Our tools are now getting a 403 from flicker for every request, which suggests that you are actively blocking access. Likely you have added new protection measures in response to the recent flood of AI scrapers (which are slamming us as well.)

Can you doublecheck that access is open for the wikimedia cloud? Traffic is likely to originate from 185.15.56.1 but we can also add a custom user agent if that helps.

Thank you!

-Andrew

It works again!

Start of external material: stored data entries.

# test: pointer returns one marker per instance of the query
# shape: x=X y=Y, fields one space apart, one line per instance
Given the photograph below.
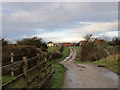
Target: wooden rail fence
x=27 y=79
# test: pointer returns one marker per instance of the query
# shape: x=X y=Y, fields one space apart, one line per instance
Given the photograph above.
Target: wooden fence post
x=12 y=72
x=45 y=63
x=38 y=66
x=25 y=72
x=50 y=63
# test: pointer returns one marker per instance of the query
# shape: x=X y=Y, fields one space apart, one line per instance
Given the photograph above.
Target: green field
x=58 y=76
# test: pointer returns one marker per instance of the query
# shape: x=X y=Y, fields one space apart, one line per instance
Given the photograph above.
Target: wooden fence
x=31 y=77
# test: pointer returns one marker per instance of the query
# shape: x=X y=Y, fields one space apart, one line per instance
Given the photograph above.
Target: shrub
x=19 y=51
x=88 y=52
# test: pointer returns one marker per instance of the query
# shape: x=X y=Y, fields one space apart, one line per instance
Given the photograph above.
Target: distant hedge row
x=92 y=52
x=19 y=51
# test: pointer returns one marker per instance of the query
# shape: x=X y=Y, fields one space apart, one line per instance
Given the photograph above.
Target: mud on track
x=87 y=75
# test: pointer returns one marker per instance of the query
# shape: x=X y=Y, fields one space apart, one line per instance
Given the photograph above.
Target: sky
x=59 y=21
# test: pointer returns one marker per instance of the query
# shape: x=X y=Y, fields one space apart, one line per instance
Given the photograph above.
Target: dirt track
x=87 y=75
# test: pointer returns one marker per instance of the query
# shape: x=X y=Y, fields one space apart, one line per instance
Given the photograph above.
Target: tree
x=34 y=41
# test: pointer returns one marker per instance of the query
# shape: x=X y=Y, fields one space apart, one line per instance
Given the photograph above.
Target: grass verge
x=110 y=62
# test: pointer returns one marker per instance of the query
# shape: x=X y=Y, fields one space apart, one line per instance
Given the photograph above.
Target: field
x=58 y=76
x=110 y=62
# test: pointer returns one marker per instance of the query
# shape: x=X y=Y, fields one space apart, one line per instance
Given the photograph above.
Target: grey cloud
x=24 y=18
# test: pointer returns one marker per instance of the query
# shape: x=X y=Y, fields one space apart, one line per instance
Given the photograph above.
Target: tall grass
x=78 y=55
x=58 y=76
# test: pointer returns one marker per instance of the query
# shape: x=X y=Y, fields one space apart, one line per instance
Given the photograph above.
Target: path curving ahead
x=87 y=75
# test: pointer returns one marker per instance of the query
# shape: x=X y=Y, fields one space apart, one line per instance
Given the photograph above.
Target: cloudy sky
x=59 y=22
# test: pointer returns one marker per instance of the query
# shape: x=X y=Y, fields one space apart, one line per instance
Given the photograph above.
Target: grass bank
x=110 y=62
x=58 y=77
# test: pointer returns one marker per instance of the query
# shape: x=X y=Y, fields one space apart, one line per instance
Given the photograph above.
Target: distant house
x=50 y=44
x=67 y=44
x=82 y=43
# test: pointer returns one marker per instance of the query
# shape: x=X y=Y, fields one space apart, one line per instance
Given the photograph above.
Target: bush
x=56 y=55
x=19 y=51
x=88 y=52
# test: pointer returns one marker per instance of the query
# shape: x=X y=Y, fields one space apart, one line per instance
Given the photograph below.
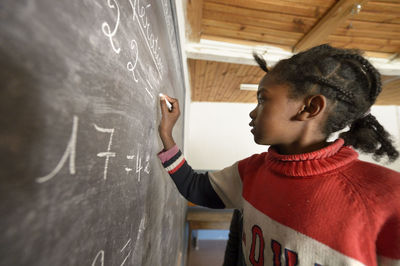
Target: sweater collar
x=313 y=163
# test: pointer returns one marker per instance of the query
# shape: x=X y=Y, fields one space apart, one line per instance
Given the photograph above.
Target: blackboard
x=80 y=181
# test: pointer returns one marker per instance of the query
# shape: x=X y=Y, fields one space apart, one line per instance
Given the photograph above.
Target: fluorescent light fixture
x=249 y=87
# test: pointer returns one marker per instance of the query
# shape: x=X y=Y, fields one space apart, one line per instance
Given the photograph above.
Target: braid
x=345 y=95
x=368 y=135
x=351 y=84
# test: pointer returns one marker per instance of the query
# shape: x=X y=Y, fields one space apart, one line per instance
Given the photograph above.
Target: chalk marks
x=100 y=255
x=129 y=253
x=131 y=66
x=70 y=152
x=108 y=153
x=106 y=27
x=139 y=15
x=151 y=87
x=138 y=165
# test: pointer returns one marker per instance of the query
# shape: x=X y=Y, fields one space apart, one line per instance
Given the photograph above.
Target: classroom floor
x=210 y=253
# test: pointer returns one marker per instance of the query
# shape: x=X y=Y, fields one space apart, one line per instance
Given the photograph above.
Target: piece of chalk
x=169 y=105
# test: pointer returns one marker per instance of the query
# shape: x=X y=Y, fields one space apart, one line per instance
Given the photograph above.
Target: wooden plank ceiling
x=293 y=25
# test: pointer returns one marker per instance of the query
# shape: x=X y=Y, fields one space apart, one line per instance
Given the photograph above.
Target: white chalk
x=169 y=105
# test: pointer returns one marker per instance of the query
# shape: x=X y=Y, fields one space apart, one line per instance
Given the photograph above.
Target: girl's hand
x=168 y=121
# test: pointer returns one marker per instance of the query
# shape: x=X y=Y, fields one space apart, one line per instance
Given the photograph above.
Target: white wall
x=219 y=134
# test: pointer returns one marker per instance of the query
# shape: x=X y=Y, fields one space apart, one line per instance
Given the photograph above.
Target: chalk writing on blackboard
x=69 y=152
x=127 y=248
x=131 y=66
x=140 y=16
x=108 y=153
x=106 y=27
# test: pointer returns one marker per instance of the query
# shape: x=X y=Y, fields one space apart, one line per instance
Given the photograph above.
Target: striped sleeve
x=195 y=187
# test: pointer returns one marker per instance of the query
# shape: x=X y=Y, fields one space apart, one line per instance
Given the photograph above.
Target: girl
x=306 y=201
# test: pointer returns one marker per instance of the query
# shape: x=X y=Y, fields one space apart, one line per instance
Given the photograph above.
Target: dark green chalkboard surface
x=80 y=182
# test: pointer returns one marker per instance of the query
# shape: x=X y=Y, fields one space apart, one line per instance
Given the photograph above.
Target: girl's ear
x=313 y=106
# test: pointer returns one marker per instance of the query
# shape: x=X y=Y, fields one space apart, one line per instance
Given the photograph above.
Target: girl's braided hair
x=350 y=83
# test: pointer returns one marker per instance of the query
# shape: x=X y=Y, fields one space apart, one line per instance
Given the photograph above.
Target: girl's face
x=273 y=120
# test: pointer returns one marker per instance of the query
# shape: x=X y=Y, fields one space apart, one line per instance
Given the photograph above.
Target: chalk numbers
x=137 y=164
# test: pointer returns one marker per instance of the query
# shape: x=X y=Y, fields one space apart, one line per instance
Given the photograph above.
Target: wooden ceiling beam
x=327 y=24
x=194 y=14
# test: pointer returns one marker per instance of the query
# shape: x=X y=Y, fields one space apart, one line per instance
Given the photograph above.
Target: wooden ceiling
x=213 y=81
x=293 y=25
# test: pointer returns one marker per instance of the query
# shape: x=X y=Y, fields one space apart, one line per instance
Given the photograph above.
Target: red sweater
x=320 y=208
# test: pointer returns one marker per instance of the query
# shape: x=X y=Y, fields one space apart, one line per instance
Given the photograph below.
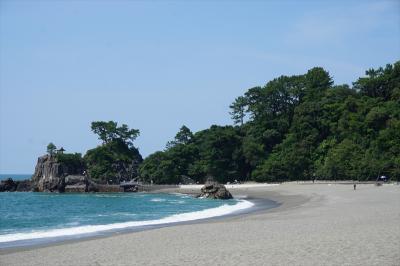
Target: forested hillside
x=295 y=128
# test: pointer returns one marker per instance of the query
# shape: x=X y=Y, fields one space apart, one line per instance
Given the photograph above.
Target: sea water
x=29 y=217
x=15 y=177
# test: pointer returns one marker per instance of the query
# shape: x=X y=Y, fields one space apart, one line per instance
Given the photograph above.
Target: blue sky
x=158 y=65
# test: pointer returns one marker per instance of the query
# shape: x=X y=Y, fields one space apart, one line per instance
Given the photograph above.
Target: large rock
x=8 y=185
x=214 y=190
x=11 y=185
x=50 y=175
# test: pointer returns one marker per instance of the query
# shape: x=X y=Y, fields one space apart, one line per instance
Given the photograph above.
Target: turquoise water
x=28 y=215
x=15 y=176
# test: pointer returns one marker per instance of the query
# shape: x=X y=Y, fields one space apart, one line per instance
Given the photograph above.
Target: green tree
x=51 y=148
x=109 y=131
x=238 y=112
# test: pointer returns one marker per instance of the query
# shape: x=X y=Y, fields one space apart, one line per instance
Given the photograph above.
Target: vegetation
x=71 y=160
x=116 y=159
x=51 y=148
x=295 y=128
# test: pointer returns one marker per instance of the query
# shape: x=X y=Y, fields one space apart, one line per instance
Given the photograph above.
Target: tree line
x=300 y=127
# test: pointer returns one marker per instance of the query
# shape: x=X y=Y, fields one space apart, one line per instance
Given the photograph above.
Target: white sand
x=316 y=225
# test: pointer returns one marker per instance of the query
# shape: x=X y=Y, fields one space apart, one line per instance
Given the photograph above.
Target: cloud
x=336 y=24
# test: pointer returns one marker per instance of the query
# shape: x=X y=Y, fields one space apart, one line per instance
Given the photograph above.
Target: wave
x=91 y=229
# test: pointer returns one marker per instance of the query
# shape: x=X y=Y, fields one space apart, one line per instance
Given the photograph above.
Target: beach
x=315 y=224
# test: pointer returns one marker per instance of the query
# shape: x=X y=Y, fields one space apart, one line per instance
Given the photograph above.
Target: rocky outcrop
x=11 y=185
x=50 y=174
x=214 y=190
x=53 y=176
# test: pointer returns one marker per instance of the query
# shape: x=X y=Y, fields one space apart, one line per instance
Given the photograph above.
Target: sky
x=158 y=65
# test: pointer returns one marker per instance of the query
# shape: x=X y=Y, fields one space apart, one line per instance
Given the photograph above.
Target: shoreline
x=317 y=224
x=260 y=204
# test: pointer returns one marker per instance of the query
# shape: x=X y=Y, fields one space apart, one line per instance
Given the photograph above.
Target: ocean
x=29 y=218
x=15 y=176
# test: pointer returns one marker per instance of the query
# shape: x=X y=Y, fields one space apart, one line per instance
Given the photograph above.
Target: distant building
x=60 y=151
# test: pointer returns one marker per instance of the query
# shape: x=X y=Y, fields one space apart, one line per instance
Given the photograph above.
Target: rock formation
x=11 y=185
x=50 y=174
x=214 y=190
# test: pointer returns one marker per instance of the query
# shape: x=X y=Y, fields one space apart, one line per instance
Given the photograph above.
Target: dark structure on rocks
x=11 y=185
x=214 y=190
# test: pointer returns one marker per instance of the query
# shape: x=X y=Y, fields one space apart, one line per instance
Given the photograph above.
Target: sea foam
x=92 y=229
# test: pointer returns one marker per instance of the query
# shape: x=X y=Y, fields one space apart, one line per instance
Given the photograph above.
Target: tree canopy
x=297 y=127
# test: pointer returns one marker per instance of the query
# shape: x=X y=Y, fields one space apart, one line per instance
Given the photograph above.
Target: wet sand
x=316 y=224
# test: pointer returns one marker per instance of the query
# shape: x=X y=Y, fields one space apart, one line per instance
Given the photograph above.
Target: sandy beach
x=316 y=224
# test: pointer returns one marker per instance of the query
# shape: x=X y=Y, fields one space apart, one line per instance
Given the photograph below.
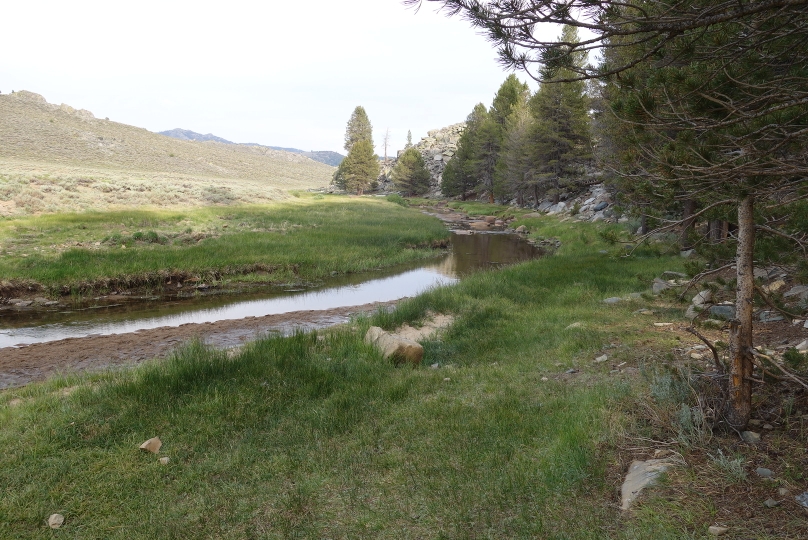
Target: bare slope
x=55 y=158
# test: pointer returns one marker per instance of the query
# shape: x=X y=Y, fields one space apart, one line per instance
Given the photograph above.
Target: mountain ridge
x=322 y=156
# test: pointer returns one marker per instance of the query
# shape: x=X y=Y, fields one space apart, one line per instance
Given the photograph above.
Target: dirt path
x=20 y=366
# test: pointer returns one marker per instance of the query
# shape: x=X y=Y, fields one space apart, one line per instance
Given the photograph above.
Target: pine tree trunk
x=687 y=223
x=739 y=404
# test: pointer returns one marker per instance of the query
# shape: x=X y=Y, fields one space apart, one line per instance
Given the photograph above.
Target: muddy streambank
x=39 y=361
x=473 y=249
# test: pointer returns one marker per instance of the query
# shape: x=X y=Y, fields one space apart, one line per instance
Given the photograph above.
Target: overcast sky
x=270 y=72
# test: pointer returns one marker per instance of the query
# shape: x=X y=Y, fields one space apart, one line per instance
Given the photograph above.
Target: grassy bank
x=305 y=239
x=514 y=433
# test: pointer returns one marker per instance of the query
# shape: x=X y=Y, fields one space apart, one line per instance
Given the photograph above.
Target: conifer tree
x=410 y=175
x=459 y=176
x=358 y=128
x=360 y=168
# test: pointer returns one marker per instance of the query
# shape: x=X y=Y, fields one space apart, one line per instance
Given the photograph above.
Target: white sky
x=270 y=72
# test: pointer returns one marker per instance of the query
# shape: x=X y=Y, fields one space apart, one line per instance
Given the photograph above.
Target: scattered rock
x=659 y=285
x=750 y=437
x=770 y=316
x=641 y=474
x=703 y=298
x=152 y=445
x=55 y=521
x=723 y=311
x=395 y=347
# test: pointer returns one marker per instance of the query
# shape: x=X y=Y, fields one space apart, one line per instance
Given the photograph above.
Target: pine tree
x=459 y=176
x=410 y=175
x=560 y=135
x=358 y=128
x=360 y=168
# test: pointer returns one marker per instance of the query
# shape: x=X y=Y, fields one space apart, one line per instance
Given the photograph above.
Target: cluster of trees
x=525 y=145
x=702 y=109
x=360 y=169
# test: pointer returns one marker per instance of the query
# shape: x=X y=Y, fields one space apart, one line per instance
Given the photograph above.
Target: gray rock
x=703 y=298
x=641 y=474
x=659 y=285
x=770 y=316
x=396 y=347
x=797 y=290
x=750 y=437
x=723 y=312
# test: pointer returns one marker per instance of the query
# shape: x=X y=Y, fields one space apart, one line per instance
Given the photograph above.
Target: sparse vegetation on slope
x=57 y=159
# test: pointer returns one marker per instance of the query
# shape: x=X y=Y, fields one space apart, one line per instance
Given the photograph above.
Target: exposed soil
x=20 y=366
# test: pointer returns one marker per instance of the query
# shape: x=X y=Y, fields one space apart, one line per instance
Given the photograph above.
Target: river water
x=470 y=253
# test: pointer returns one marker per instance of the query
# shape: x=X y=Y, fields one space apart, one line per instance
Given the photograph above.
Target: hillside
x=56 y=158
x=323 y=156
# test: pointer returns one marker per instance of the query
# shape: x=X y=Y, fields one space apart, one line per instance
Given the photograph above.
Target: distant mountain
x=188 y=135
x=322 y=156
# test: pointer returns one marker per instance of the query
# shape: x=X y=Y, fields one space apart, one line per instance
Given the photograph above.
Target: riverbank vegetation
x=302 y=240
x=510 y=428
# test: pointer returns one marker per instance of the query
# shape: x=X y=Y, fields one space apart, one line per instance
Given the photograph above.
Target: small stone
x=55 y=521
x=750 y=437
x=152 y=445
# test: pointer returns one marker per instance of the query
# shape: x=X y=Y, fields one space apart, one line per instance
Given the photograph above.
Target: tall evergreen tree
x=360 y=168
x=460 y=176
x=358 y=129
x=410 y=175
x=561 y=132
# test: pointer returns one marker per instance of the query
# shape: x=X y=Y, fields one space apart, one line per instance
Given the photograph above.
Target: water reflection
x=469 y=253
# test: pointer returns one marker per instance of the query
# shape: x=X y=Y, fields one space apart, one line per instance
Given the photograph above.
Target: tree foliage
x=410 y=175
x=712 y=102
x=359 y=169
x=358 y=129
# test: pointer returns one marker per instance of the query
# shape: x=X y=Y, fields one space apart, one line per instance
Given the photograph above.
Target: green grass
x=305 y=239
x=316 y=436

Thank you so much Andrew!

Hi Andrew,
 
Becki from Flickr Support here again.
 
Our engineers have made some adjustments on our end - can you let me know if things are working for you again?
 
If not, let me know and I'll follow up with our engineers for further investigation.
 
I'll be standing by.
Becki

I responded and said things were fixed. So we are good for now, until they mess with us again!